Perhaps most importantly, since all of this would be software-based, you would have no middlemen (or women) looking to create ever more complex derivatives. Creating derivatives of derivatives (so-called CDOs-squared or –cubed, etc.) does two things: (1) it makes the financial system more complex and opaque, and (2) it creates more income potential for bankers and traders. Since people aren’t good at policing themselves, in the absence of any system which prohibits people from making more money, complexity, opacity, and illiquidity are the result.
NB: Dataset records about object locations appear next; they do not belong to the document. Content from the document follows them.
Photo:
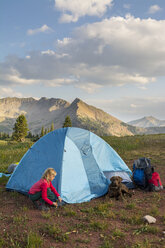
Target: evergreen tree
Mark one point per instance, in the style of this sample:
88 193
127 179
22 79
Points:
67 122
20 128
52 127
42 132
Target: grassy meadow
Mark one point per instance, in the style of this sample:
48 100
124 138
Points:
102 222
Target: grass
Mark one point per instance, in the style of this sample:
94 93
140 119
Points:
100 223
55 232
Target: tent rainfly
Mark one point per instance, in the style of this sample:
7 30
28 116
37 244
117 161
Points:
83 161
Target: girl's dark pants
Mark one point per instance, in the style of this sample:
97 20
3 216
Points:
38 196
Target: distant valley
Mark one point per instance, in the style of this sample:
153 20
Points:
45 111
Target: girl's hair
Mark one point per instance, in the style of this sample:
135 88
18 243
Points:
48 172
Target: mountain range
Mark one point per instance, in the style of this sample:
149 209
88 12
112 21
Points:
148 121
45 111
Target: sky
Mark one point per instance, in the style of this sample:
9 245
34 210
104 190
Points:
108 53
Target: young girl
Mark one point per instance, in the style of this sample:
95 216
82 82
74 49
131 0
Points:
44 191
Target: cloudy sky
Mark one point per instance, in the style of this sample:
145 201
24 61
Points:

As long as people keep paying their mortgages, this system works more or less OK. But, as Burry and others suspected, just because housing prices went up for a while, didn’t mean that they would go up forever. Borrowers got overextended, lost their jobs, and defaulted on their mortgages. Because those mortgages were then packaged into CDOs, which themselves were packaged into other derivatives, no one knew what anything was worth and banks couldn’t unload their positions in these derivatives very easily.
The smart solution
So smart contracts seem to be one possible solution to the problem of misaligned incentives and opaque financial instruments. By removing much of the human element, and replacing people with code, we are presented with an opportunity to create a clear, objective framework for the pricing of financial assets and enforcement of contractual obligations.
In fact, in January 2016, American Banker, which is a trade paper for the financial services industry, published a short article discussing this very issue. Quoting from the article:
…what if you could program [bitcoin] transactions to occur at preordained times, under set circumstances, and even involving a preregistered group of multiple counterparties?
And what if you could use similar technology to preprogram transactions such as the payout of a derivative or other security, all done through a public ledger system such as blockchain without the risk of intervention or the inefficiency created by the involvement of an intermediary counterparty agent?
To make this a bit more concrete, here’s an article which demonstrates how a smart contract would work. Essentially, the contract is a series of IF-THEN-ELSE statements, which are familiar to anyone with a rudimentary knowledge of programming. In the example given in this article, we have the following logic rendered into computer code:
IF payment of 1000 USD in bitcoin is made to BobbyRick by Term 1’s expiration date, THEN Term 1 is completed AND is recorded as completed in the blockchain.
If those clauses are met, then the counterparty’s (walkerdavefun) escrow is released. OTHERWISE, Term 1 FAILED, AND is recorded as failed in the blockchain. THEN the escrow is released to BobbyRick.
All of this is obviously much more efficient than standard contract breaches, which, as discussed earlier, need to be remediated through human-controlled and –operated civil or criminal courts. Thus, software-based smart contracts provide a compelling and exciting opportunity for those interested in making a fairer and less opaque financial system.